Класс 3. Аскомицеты около 30 000 видов (сморчок, строчок трюфель, дрожжи)

Класс 4. Базидиомицеты свыше 30 000 видов (шляпочные, трутовики, ржавчинные)

Класс 5. Несовершенные грибы, дейтеромицеты около 30 000 видов (триходерма, пеницилл, аспергилл)

3. Методы исследования микроорганизмов: микроскопические, микробиологические, биологические, серологические и иммуно-химические, молекулярно-биологические.

Методы медицинской микробиологии

· Микроскопические (препараты для прижизненного исследования м/о и фиксированные препараты).

· Микробиологические (выделение м/о в чистой культуре и изучение физиолого-биохимических особенностей).

· Серологические (выявление антигенов м/о и антител в сыворотке крови).

· Биологические (заражение лабораторных животных и изучение инфекционного процесса)

Микроскопические методы исследования м/о

С использованием светового микроскопа

(предел разрешения 0,12мкм)

· Светлопольная микроскопия

· Темнопольная микроскопия (до 0,01мкм)

· Фазово-контрастная микроскопия

· Люминисцентная микроскопия

С использованием электронного микроскопа

(предел разрешения до 0,1нм)

Микроскопические методы исследований включают приготовление мазков и препаратов для микроскопирования. В большинстве случаев результаты микроскопических исследований носят ориентировочный характер (например, определяют отношение возбудителей к окраске), так как многие микроорганизмы лишены морфологических и тинкториальных особенностей. Тем не менее микроскопией материала можно определить некоторые морфологические признаки возбудителей (наличие ядер, жгутиков, внутриклеточных включений и т.д.), а также установить факт наличия или отсутствия микроорганизмов в присланных образцах.
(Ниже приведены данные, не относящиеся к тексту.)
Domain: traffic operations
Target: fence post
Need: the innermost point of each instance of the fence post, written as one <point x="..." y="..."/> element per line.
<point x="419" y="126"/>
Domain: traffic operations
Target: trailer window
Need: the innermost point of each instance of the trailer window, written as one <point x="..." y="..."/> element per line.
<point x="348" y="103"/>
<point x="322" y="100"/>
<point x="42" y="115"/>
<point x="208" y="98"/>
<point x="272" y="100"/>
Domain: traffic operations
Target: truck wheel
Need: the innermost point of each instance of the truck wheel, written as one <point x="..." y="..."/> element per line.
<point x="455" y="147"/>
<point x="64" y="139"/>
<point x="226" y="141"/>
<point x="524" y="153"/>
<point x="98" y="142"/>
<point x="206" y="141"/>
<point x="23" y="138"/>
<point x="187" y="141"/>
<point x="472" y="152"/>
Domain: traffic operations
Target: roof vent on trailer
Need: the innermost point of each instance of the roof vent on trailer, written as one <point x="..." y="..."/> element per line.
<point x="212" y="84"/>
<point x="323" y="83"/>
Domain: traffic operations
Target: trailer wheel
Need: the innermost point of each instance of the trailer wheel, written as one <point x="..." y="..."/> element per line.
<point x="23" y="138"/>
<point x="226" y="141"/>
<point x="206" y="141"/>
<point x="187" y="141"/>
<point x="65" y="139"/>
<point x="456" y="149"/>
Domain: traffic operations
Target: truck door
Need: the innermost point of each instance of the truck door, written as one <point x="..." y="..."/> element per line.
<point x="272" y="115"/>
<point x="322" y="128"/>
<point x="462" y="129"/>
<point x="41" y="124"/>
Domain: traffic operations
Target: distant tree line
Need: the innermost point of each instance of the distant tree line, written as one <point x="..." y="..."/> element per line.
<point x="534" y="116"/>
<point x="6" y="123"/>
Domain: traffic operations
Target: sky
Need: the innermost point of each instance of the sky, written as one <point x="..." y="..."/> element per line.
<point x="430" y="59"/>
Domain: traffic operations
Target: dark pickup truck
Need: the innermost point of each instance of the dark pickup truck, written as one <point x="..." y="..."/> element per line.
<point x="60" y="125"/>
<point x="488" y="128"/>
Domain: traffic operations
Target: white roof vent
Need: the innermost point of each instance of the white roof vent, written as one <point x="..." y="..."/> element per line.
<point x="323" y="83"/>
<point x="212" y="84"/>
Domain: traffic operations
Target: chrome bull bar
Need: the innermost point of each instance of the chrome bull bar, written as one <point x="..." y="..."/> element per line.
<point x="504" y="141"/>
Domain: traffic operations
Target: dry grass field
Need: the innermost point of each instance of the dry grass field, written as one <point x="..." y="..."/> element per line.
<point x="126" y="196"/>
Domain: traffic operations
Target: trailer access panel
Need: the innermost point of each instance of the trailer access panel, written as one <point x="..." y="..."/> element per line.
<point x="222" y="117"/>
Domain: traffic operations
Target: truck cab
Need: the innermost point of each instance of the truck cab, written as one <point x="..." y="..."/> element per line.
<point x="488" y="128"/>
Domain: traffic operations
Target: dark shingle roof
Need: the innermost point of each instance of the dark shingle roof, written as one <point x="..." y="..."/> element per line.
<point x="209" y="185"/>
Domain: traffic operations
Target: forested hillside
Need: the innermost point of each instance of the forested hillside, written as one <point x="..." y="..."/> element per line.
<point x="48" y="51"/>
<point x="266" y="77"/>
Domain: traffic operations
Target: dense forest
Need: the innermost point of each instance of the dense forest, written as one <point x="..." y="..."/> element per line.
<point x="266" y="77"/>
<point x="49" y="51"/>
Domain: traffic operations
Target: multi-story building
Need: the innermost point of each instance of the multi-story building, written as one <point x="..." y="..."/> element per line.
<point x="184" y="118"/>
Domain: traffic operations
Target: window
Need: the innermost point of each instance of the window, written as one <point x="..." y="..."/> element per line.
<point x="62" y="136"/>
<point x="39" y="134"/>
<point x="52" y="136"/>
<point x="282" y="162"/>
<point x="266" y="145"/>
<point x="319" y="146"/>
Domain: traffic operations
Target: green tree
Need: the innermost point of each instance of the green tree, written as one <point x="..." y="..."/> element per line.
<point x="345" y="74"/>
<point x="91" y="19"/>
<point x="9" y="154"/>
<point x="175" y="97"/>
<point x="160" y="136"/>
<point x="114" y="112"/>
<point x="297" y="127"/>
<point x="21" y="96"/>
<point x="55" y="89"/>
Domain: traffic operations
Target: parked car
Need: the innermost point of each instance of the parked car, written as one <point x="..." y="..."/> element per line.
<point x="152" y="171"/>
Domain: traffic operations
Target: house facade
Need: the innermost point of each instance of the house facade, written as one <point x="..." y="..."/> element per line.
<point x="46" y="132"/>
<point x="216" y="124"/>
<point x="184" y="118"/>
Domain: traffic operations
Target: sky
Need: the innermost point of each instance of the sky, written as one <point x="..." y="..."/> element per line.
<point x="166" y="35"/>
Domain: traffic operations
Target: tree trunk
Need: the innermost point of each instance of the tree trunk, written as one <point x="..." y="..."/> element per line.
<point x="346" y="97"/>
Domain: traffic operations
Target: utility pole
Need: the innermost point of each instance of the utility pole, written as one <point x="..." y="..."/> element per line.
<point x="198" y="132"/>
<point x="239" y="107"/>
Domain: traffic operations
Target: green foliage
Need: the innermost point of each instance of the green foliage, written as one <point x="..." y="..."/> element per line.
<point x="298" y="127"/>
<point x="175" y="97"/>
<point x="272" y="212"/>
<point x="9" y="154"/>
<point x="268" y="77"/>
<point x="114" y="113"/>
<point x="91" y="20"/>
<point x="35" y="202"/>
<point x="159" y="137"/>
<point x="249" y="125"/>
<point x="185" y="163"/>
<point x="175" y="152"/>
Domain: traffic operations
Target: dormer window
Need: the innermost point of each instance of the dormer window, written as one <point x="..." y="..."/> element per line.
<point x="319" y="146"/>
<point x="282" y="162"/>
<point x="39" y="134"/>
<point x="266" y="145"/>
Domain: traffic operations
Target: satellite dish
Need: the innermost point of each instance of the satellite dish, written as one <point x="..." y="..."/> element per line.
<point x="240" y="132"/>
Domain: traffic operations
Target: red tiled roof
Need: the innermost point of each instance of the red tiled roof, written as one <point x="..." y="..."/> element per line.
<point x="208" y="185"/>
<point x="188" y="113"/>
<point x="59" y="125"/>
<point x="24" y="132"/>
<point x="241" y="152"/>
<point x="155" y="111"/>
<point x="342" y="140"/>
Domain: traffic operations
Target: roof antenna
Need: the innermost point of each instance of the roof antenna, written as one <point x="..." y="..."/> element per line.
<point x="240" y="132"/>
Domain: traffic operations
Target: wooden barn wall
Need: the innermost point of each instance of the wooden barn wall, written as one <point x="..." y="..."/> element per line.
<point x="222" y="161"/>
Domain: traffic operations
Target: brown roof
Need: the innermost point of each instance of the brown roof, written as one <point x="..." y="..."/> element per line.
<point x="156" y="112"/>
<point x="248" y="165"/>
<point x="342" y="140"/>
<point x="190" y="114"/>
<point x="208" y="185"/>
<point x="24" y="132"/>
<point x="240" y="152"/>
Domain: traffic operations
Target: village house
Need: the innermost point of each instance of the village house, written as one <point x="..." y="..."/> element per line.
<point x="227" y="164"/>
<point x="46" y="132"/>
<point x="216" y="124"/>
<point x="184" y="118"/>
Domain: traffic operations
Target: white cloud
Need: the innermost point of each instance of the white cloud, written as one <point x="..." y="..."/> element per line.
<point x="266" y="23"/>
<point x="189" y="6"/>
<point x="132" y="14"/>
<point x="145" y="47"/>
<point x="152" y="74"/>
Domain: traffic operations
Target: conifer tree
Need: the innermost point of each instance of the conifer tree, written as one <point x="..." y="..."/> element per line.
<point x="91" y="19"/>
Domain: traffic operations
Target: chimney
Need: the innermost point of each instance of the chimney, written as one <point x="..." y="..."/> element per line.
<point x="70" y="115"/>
Микробиологические методы исследований — «золотой стандарт» микробиологической диагностики, так как результаты микробиологических исследований позволяют точно установить факт наличия возбудителя в исследуемом материале. Идентификацию чистых культур (до вида микроорганизма) проводят с учётом морфологических, тинкториальных, культуральных, биохимических, токситенных и антигенных свойств микроорганизма. Большинство исследований включает определение чувствительности к антимикробным препаратам у выделенного возбудителя. Для эпидемиологической оценки роли микроорганизма проводят внутривидовую идентификацию определением фаговаров, биоваров, резистентваров и т.д.

Биологические методы исследований направлены на определение наличия токсинов возбудителя в исследуемом материале и на обнаружение возбудителя (особенно при незначительном исходном содержании в исследуемом образце). Методы включают заражение лабораторных животных исследуемым материалом с последующим выделением чистой культуры патогена либо установлением факта присутствия микробного токсина и его природы. Моделирование экспериментальных инфекций у чувствительных животных — важный инструмент изучения патогенеза заболевания и характера взаимодействий внутри системы микроорганизм-макроорганизм. Для проведения биологических проб используют только здоровых животных определённых массы тела и возраста. Инфекционный материал вводят внутрь, в дыхательные пути, внутрибрюшинно, внутривенно, внутримышечно, внутрикожно и подкожно, в переднюю камеру глаза, через трепанационное отверстие черепа, субокципитально (в большую цистерну головного мозга). У животных прижизненно забирают кровь, экссудат из брюшины, после гибели — кровь, кусочки различных органов, СМЖ, экссудат из различных полостей.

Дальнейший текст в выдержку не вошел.